Hawkins menerangkan pihaknya menargetkan lokasi peluncuran rudal dan kapal-kapal Iran yang mencoba memasang ranjau. Ditegaskan Hawkins, Komando Pusat AS terus membela pasukan sambil menahan diri selama gencatan senjata yang sedang berlangsung.
CENTCOM tidak segera menanggapi permintaan konfirmasi atas pernyataan tersebut.
Hawkins tidak memberikan detail tambahan tentang serangan tersebut, tetapi media Iran melaporkan sebelumnya pada Senin, ledakan terdengar di kota Bandar Abbas di Iran selatan dan di daerah dekat Sirik dan Jask di sepanjang pantai Teluk.

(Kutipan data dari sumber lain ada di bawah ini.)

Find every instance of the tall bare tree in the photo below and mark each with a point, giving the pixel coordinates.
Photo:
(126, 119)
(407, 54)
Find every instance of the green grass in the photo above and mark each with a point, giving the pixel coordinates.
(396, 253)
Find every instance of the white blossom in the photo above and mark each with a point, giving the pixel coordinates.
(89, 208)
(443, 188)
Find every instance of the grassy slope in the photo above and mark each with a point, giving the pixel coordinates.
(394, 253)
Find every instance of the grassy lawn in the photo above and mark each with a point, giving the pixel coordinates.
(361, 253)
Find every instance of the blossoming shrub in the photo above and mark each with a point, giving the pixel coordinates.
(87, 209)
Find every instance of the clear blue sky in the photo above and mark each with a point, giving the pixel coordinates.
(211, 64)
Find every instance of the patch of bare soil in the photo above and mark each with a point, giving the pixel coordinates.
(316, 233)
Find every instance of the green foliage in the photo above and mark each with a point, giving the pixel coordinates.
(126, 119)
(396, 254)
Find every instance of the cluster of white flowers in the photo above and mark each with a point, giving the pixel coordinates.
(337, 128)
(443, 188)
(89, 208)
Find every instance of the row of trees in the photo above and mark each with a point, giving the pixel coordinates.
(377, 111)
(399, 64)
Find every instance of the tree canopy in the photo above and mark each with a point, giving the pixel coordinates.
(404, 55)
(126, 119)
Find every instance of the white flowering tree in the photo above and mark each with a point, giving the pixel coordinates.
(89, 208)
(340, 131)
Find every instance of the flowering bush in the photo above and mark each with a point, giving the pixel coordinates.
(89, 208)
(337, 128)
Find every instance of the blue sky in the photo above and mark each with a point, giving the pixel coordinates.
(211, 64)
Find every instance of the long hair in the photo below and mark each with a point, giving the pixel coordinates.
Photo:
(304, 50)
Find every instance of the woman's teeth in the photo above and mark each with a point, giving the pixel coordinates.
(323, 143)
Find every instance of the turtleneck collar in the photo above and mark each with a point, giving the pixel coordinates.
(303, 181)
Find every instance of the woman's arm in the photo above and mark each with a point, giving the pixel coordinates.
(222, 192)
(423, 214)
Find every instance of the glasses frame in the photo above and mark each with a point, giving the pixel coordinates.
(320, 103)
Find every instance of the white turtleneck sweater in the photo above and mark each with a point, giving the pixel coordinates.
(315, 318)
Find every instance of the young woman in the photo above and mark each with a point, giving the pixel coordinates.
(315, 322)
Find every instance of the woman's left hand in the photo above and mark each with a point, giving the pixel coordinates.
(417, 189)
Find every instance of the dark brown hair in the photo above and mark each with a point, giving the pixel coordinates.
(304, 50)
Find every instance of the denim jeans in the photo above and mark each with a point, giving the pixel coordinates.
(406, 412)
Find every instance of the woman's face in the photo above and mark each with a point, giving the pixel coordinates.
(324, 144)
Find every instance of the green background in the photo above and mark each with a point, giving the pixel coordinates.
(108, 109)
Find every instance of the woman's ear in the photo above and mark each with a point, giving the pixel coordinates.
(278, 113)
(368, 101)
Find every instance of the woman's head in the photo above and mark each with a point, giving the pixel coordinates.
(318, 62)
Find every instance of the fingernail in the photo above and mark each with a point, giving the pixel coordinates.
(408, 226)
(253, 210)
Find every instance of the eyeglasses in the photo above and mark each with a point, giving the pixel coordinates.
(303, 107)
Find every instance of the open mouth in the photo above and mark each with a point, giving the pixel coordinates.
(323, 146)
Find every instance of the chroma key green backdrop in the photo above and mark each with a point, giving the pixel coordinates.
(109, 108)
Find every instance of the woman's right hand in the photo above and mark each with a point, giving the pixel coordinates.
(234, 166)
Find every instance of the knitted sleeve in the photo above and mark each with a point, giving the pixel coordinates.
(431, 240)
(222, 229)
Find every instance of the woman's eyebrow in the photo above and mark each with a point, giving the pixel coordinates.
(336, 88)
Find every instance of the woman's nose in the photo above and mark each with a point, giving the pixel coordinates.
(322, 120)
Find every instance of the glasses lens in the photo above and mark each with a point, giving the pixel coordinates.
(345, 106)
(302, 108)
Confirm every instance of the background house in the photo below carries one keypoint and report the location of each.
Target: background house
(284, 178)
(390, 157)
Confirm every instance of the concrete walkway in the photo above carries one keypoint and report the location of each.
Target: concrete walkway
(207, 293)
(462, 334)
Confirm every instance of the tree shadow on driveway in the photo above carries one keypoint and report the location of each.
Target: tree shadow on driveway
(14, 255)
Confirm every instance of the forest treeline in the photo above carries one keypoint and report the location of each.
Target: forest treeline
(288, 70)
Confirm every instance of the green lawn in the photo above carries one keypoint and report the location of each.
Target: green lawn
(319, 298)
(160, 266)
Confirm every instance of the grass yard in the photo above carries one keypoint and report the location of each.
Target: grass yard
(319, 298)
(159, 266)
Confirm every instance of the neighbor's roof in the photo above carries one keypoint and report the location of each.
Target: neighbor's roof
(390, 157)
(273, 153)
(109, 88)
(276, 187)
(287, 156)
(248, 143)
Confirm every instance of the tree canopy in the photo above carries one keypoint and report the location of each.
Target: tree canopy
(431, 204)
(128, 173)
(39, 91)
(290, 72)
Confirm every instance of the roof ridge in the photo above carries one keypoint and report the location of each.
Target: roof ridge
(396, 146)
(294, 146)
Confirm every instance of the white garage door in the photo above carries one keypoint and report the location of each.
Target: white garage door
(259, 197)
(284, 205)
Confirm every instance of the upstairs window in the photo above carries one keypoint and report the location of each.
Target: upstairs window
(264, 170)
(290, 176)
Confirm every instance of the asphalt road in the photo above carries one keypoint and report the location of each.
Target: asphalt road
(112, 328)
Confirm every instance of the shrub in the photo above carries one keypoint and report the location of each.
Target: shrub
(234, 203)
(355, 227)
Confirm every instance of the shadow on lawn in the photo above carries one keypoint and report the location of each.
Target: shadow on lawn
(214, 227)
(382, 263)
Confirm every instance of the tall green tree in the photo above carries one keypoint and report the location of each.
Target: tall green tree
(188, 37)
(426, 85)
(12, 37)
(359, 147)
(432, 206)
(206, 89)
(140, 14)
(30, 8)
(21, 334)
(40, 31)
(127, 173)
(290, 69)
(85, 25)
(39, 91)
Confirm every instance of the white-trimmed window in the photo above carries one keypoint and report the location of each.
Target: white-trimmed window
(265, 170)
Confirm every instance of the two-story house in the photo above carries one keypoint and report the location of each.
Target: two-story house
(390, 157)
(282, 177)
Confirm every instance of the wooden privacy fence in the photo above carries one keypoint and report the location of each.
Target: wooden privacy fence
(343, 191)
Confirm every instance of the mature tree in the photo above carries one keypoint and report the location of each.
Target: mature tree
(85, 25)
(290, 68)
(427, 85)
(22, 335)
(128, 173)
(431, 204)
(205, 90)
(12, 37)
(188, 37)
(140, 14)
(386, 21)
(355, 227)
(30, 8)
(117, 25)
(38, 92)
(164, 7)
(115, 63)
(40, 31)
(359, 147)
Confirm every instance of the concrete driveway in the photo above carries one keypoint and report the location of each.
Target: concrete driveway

Kantor berita semi-resmi Iran, Fars, mengatakan penduduk setempat di Bandar Abbas melaporkan mendengar beberapa ledakan, menambahkan lokasi dan sumber ledakan yang tepat masih belum diketahui jelas.
Kantor berita tersebut juga melaporkan suara serupa terdengar secara bersamaan di daerah sekitar Sirik dan Jask di Iran selatan yang menghadap Teluk Persia.